All patients underwent initial diagnostic angiography under local anesthesia and analgesics via the transfemoral approach in four splenorenal shunts and the transhepatic approach in four mesocaval shunts using a 5-F vascular sheath. The shunts were catheterized with a 5-F angiographic catheter (Cobra, Cook, Bloomington, IN, United States) and a 2.4-F microcatheter (Progreat, Terumo, Somerset, NJ, United States) in four patients, whereas a 9-F guiding sheath (Flexor Ansel, Cook Medical, Bloomington, IN, United States) was introduced to deploy the vascular plug in four patients. Embolization was performed using vascular plugs (AVP; Medical, Golden Valley, MN, United States) or coils (Interlock, Boston Scientific Co., Natick, MA, United States) combined with gelatin sponges (Gelfoam, Upjohn, Kalamazoo, MI, United States). The AVP II was utilized. Furthermore, correctly sized detachable coils (average 11.1 ± 5.3, range 5-22) were deployed.

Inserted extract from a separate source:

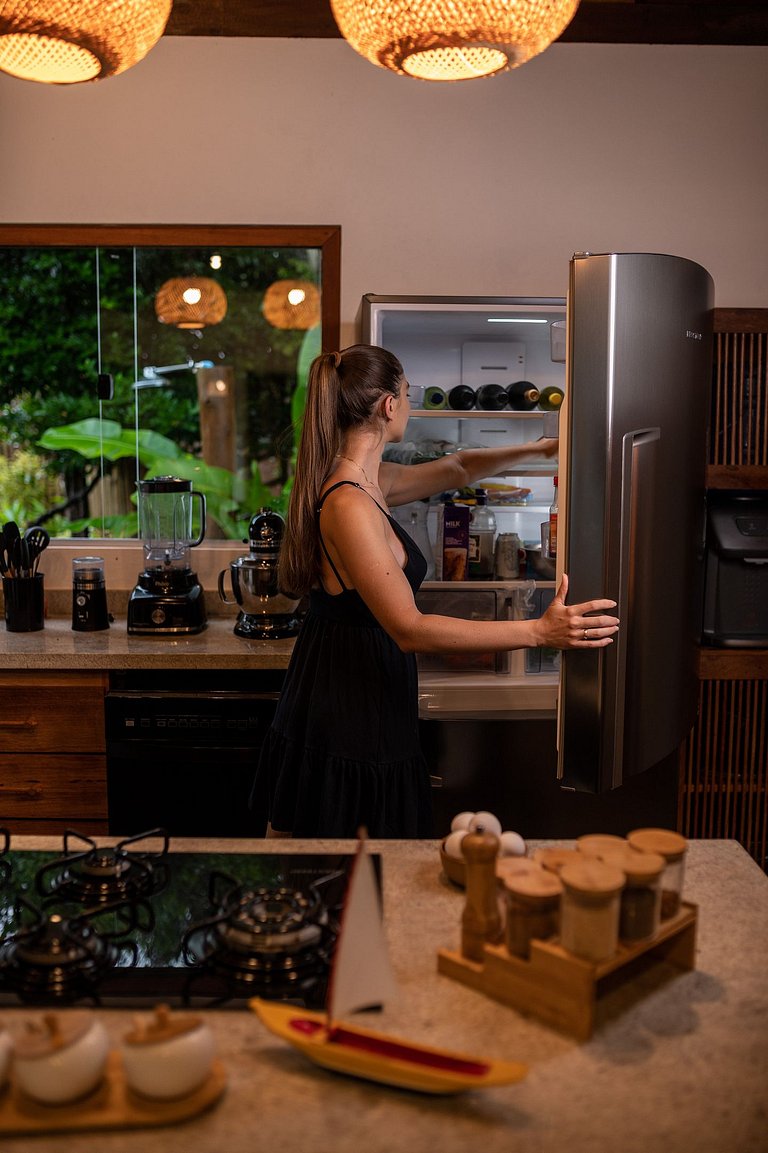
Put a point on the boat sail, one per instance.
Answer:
(361, 977)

The primary outcome was overall survival. The secondary outcome was the recurrence of overt HE for 3 months. HE of grade 2 or higher was considered a recurrence, regardless of the presence of an identifiable precipitant. Changes in liver function, plasma ammonia levels, and safety laboratory tests were evaluated before and after the procedure. MELD scores and CTP scores were assessed before and 1 year after the shunt embolization.
Since the data did not follow a normal distribution and sample sizes of both the treatment (n = 8) and control groups (n = 8) were small, a non-parametric statistical analysis was applied. Categorical variables were compared and analyzed using Fisher’s exact test, and continuous variables were compared using the Mann-Whitney U test. Kaplan-Meier analyses were performed for survival and cumulative HE recurrence rates, and differences between the two groups were compared and tested using the log-rank test. The Cox proportional hazards model was used to identify the risk factors associated with patient mortality and HE recurrence. The variables included in the Cox hazard model were group (treatment vs control), age, sex, previous HE episodes within 3 months, HE grades (II vs III/IV), albumin, total bilirubin, creatinine, PT-international normalized ratio, CTP score (B vs C), and MELD score. Statistical significance was defined as P < 0.05; all analyses were performed using R version 4.4.1 (R Foundation for Statistical Computing, Vienna, Austria).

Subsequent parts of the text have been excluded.